Re: [ceph-users] 2x replica with NVMe

David Turner Thu, 08 Jun 2017 07:25:09 -0700

Whether or not 2x replica is possible has little to do with the technology
and EVERYTHING to do with your use case.  How redundant is your hardware
for instance?  If you have the best drives in the world that will never
fail after constant use over 100 years.... but you don't have redundant
power, bonded network, are running on used hardware, are in a cheap
datacenter that doesn't guarantee 99.999% uptime, etc, etc then you are
going to lose hosts regardless of what your disks are.

As Wido was quoted saying, the biggest problem with 2x replication is that
people use it with min_size=1.  That is cancer and will eventually cause
you to have inconsistent data and most likely data loss.  OTOH, min_size=2
and size=2 means that you need to schedule down time to restart your ceph
hosts for kernel updates, upgrading ceph, restarting the daemons with new
config file options that can't be injected, etc.  You can get around that
by using min_size=1 while you perform the scheduled maintenance.  If for
any reason you ever lose a server, NVMe, etc while running with 2 replica
and min_size=2, then you have unscheduled down time.

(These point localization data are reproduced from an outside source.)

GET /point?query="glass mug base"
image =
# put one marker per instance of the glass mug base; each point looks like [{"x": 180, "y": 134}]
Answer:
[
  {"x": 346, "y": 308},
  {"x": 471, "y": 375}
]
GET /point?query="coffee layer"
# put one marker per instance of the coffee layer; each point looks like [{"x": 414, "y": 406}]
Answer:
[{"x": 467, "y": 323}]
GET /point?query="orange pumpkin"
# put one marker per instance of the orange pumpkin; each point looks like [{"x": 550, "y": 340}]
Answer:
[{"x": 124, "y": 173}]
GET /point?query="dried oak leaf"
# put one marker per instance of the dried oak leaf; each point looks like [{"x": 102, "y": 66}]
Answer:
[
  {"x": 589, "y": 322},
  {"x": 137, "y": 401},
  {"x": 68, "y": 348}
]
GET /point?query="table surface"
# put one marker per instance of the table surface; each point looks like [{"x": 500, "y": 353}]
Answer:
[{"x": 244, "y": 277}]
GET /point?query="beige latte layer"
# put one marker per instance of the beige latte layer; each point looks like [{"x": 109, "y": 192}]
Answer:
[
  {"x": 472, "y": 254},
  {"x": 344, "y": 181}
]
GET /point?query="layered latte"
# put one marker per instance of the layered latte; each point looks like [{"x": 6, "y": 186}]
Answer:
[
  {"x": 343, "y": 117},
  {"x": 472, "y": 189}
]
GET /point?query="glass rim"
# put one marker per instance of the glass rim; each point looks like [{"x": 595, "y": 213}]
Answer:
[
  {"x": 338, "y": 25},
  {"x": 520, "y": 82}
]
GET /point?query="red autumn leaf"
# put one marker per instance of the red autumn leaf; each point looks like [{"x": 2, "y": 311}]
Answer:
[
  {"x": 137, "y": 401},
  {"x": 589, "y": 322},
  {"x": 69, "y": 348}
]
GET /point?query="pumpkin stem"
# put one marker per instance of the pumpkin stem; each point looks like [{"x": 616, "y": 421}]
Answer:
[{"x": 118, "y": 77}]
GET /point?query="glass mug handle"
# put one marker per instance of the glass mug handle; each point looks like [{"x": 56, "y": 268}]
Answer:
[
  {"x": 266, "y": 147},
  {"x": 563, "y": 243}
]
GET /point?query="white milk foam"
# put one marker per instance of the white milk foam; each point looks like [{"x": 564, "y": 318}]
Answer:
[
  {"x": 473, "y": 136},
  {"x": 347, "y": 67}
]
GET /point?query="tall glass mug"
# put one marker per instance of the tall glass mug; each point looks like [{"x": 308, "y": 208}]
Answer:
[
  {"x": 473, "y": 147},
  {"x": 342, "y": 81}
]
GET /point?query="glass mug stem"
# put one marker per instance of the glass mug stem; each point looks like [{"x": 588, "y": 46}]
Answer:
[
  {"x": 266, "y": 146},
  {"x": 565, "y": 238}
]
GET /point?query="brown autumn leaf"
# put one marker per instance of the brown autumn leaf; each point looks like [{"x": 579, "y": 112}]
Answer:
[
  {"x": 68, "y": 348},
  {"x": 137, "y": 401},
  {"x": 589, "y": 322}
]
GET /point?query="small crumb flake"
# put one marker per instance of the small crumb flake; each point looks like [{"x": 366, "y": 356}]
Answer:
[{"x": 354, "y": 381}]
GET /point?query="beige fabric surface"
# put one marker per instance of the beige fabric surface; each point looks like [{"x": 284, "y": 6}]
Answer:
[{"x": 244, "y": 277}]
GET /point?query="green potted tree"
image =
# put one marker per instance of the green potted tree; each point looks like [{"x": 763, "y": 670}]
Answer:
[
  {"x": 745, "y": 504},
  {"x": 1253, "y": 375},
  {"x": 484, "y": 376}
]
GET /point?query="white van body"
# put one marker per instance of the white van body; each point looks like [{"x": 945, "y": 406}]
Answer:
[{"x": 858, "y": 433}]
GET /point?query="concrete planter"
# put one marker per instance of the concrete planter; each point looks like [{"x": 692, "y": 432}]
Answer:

Running with 2x Replica right now is possible.  For that matter, people run
with 1x replication all the time (especially in testing).  You will never
get anyone to tell you that it is the optimal configuration because it is
and will always be a lie for general use cases no matter how robust and
bullet proof your drives are.  The primary problem is that nodes to be
restarted, power goes out, and Murphy's law.  Is your use case such that
having a certain percentage of data loss is acceptable?  Then run size=2
and min_size=1 and assume that you will eventually lose data.  Does your
use case allow for unexpected downtime?  Then run size=2 and min_size=2.
If you cannot lose data no matter what and must maintain as high of an
uptime as possible then you should be asking questions about multi-site
replication and the down sides of running 4x replication... 2x replication
shouldn't even cross your mind.

Now I'm assuming that you're broaching the topic because a 3x replica NVMe
cluster is super expensive.  I think all of us feel your pain there,
otherwise we'd all be running it.  A topic that has happened on the ML a
couple times is to use primary_affinity and an interesting distribution of
buckets in your crush map to build a cluster with both SSD storage and HDD
storage in a way that your data is well backed up, but all writes and reads
happen to the SSD/NVMe.  What you do here would be create 3 "racks" in your
crush map and use a rack failure domain.  1 rack has all of your SSD hosts,
and your HDD hosts with SSD/NVMe journals (matching what your other nodes
have) are split between your other 2 racks.  Now you set primary_affinity=0
for all of your HDD nodes forcing Ceph to use the SSD/NVMe OSD as the
primary for all of the PGs.  What you end up with is a 3 replica situation
where 1, and only 1, copy go onto an SSD and 2 copies go onto HDDs.  Once
you have this set up the way things will work is writes still happen to all
OSDs in a PG, so you will have 2 writes going to HDDs, except the write
acks once it is written to the SSD journal.  So your writes happen to all
flash storage.  Your reads are only ever done to your primary OSD for a PG,
so all reads will happen to the SSD/NVMe OSD.  Your recovery/backfilling
will be slower as you'll be reading a fair amount of your data from HDDs,
but that's a fairly insignificant sacrifice for what you are gaining.  For
each 1TB of flash storage, you need to have 2TB of HDD storage.  If you
have more HDD storage than this ratio, then it is wasted and won't be used.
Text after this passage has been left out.